_TORCH_LESS_EQUAL_2_6

Borda · Borda · commit 84cae4785128 · 2025-03-11T12:48:54.000+01:00
diff --git a/src/lightning/fabric/utilities/imports.py b/src/lightning/fabric/utilities/imports.py
@@ -34,6 +34,7 @@
 _TORCH_EQUAL_2_4_0 = compare_version("torch", operator.eq, "2.4.0")
 _TORCH_GREATER_EQUAL_2_4 = compare_version("torch", operator.ge, "2.4.0")
 _TORCH_GREATER_EQUAL_2_4_1 = compare_version("torch", operator.ge, "2.4.1")

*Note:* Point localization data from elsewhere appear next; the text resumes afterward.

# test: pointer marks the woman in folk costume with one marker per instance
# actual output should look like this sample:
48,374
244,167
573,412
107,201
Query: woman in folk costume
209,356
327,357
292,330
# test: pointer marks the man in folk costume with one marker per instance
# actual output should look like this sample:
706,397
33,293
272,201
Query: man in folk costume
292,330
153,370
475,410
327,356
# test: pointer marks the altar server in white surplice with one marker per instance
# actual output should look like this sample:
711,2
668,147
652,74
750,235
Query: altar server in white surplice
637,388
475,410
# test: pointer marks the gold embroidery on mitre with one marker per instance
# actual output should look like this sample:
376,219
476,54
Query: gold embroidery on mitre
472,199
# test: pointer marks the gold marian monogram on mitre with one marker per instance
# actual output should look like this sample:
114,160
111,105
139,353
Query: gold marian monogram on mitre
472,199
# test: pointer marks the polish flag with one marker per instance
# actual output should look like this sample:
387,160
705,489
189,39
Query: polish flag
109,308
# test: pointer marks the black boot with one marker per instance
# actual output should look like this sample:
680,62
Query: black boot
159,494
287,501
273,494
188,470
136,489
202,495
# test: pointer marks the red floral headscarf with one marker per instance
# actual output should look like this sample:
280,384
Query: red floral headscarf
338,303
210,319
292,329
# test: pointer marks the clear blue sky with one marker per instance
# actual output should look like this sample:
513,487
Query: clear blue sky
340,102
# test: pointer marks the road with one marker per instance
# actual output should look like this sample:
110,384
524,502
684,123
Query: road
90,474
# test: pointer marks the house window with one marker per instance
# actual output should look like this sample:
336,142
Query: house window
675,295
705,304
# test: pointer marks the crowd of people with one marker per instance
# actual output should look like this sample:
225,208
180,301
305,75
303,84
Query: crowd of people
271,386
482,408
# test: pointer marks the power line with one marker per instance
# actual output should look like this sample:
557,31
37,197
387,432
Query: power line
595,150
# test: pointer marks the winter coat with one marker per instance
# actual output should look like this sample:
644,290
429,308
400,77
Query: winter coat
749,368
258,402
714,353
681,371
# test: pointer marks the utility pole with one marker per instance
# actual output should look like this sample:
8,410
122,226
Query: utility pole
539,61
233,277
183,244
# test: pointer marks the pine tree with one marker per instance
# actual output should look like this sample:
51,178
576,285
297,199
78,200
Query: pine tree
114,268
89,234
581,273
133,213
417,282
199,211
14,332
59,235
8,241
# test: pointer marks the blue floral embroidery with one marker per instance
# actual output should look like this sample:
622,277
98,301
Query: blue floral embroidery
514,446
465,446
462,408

+_TORCH_LESS_EQUAL_2_6 = compare_version("torch", operator.le, "2.6.0")
 
 _PYTHON_GREATER_EQUAL_3_10_0 = (sys.version_info.major, sys.version_info.minor) >= (3, 10)
 
diff --git a/tests/tests_fabric/strategies/test_ddp_integration.py b/tests/tests_fabric/strategies/test_ddp_integration.py
@@ -23,6 +23,7 @@
 from torch.nn.parallel.distributed import DistributedDataParallel
 
 from lightning.fabric import Fabric
+from lightning.fabric.utilities.imports import _TORCH_LESS_EQUAL_2_6
 from tests_fabric.helpers.runif import RunIf
 from tests_fabric.strategies.test_single_device import _run_test_clip_gradients
 from tests_fabric.test_fabric import BoringModel
@@ -84,16 +85,18 @@ def test_reapply_compile():
     fabric.launch()
 
     model = BoringModel()
-    # compile_kwargs = {"mode": "reduce-overhead"}
-    compiled_model = torch.compile(model)  # , **compile_kwargs
+    # currently (PyTorch 2.6) using ruduce-overhead here casues a RuntimeError:
+    # Error: accessing tensor output of CUDAGraphs that has been overwritten by a subsequent run.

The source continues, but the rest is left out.